In the 1930s with his contemporaries including Jack Waugh, George Cecil and Len and Tom Fox, the Stepney Boys, Jim took part in many peals at Southwark, Jim becoming the youngest person to ring the (then) 50 cwt tenor.
After the war Jim was a very active member of the Ancient Society of College Youths, being elected as Master in 1951 and 1959. Due to the war losses of many of Londons rings, and the dilapidated state of others, Southwark was very much a focal point for London ringers. Following their rehanging in 1947, Southwark bells were available for monthly peal attempts. The College Youths had six of these and the others were shared among the London County, Surrey, Kent and Middlesex Associations. Of the first 100 12-bell peals rung in London after the war, about 80 were at Southwark.

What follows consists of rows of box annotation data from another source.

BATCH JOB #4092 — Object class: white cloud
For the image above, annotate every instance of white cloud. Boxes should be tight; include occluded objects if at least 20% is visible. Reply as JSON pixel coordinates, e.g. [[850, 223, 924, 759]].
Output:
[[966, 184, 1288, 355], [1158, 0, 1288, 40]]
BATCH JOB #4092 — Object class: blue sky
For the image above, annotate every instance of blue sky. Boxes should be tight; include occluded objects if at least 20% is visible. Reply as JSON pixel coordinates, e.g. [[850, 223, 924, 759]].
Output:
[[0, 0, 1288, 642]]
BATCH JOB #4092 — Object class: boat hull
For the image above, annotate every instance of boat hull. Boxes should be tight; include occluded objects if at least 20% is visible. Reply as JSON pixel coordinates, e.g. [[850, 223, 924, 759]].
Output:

Jim was very much a part of this scene, frequently being called upon to ring in the other associations peals as well as those rung by the College Youths.

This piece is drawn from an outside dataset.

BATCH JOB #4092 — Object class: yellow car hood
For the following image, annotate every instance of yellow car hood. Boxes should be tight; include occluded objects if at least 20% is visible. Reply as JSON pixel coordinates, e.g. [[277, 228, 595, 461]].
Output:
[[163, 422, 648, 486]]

Jim then served the College Youths as secretary from 1965 to 1982. Following his retirement from this office he became closely involved with the London County, which he had served as a district officer in the 1930s, and Surrey Associations and became a well-known and respected elder statesman. It was during this period that he became a full-time and much valued member of the local band at Southwark. On occasions when we needed to ring the front eight, Jim always lamented the fact that we did not have a sharp second and, following his death, the idea of installing one in his memory became a project which has now come to fruition.